"We no longer belong to the Ceylinco Group. Yes, at one time we were and proud of it but now Ceylinco Insurance stands alone, stable, strong, safe and secure depending on no one," Godwin Perera, Marketing Consultant for Ceylinco Insurance told journalists last afternoon.
Ceylinco Insurance PLC, comprising Ceylinco Insurance-General and Ceylinco Insurance-Life, recorded a 14.8 percent decline in gross written premium income of Rs. 16.6 billion in 2009 from Rs. 19.5 billion the previous year but then the entire insurance industry suffered due to tough times in 2009 caused by the economic crisis.
The overall gross written premium incomes of the 18 insurance companies registered with the Insurance Board of Sri Lanka registered a slight decline of 0.42 percent to Rs. 57.9 billion from Rs. 58.1 billion in 2008.
Ajith Gunawardena, Joint Deputy Chairman, Ceylinco Insurance-General, said the crisis that hit the parent company, Ceylinco Consolidated, also affected premium incomes. "About 60 percent of the business we lost in 2009 was from the other companies of the Ceylinco Group, which were either bought over or went underground," he said.
Perera, Gunawardena and R. Renganathan, Joint Deputy Director Ceylinco Insurance-Life, told journalists that the company experienced the ‘worst storm’ or financial sector crisis in the country’s history.
"2009 tested every aspect of the company including the trust of our policyholders, but we passed with flying-colours," Renganathan said.
Perera compared the company’s financial performance in 2009 with that of 2008, considered to be ‘good year’.
Total assets of Ceylinco Insurance grew by 10.1 percent to Rs. 41.3 billion in 2009 from 37.5 billion in 2008. Income from investments grew by 20.6 percent to Rs. 3.5 billion from Rs. 2.9 billion.
Net value of claims paid increased in 2009 by 7.3 percent from Rs. 6.8 billion in 2008 to Rs. 7.3 billion in 2009 and Perera said this was very important. "We had to honour our policy holders’ trust," he said.

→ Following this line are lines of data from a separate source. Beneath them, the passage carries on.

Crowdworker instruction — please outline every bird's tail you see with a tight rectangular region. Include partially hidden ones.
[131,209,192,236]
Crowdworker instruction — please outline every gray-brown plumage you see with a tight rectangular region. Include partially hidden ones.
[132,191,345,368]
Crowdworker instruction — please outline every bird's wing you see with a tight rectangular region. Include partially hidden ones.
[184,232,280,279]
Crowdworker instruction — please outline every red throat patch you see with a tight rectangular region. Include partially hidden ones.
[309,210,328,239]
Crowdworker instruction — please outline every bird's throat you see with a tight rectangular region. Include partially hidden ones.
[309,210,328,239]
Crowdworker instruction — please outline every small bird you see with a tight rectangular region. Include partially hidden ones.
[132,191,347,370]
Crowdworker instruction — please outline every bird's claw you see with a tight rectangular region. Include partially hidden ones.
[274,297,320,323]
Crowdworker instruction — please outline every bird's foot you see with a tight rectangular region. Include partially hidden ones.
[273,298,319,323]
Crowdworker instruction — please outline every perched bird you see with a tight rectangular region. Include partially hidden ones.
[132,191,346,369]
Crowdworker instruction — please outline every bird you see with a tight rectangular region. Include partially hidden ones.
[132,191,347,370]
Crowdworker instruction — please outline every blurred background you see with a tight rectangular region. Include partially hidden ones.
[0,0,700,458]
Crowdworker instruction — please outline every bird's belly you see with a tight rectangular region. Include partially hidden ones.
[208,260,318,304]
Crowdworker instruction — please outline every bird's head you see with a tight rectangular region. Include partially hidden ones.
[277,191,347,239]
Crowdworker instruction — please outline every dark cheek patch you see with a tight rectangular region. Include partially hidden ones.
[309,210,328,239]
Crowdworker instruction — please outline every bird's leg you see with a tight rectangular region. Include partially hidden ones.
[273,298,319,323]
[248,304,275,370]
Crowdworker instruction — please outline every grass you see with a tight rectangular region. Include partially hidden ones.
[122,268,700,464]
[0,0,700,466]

Solvency ratios (net assets/premium income) as stipulated by the Insurance Board of Sri Lanka exceeded 2008 levels. The solvency ratio for Ceylinco-General improved to two times from 1.4 times the previous year, while Ceylinco-Life’s solvency ratio improved to eight timed from 5 times the previous year.
Profit before tax increased by 28 percent during the year to Rs. 939.6 million from Rs. 732.3 million recoded in the ‘good year’ 2008.
The company’s share value has also grown by 4,230 percent since 1987 when Ceylinco Insurance was listed on the Colombo Stock Exchange. Perera said Rs. 1,000 worth of shares in 1982 would now be worth Rs. 43,300.
Gunawardena said in light of the company’s strong performance in 2009, the board of directors has decided to make a 50 percent dividend payment to shareholders.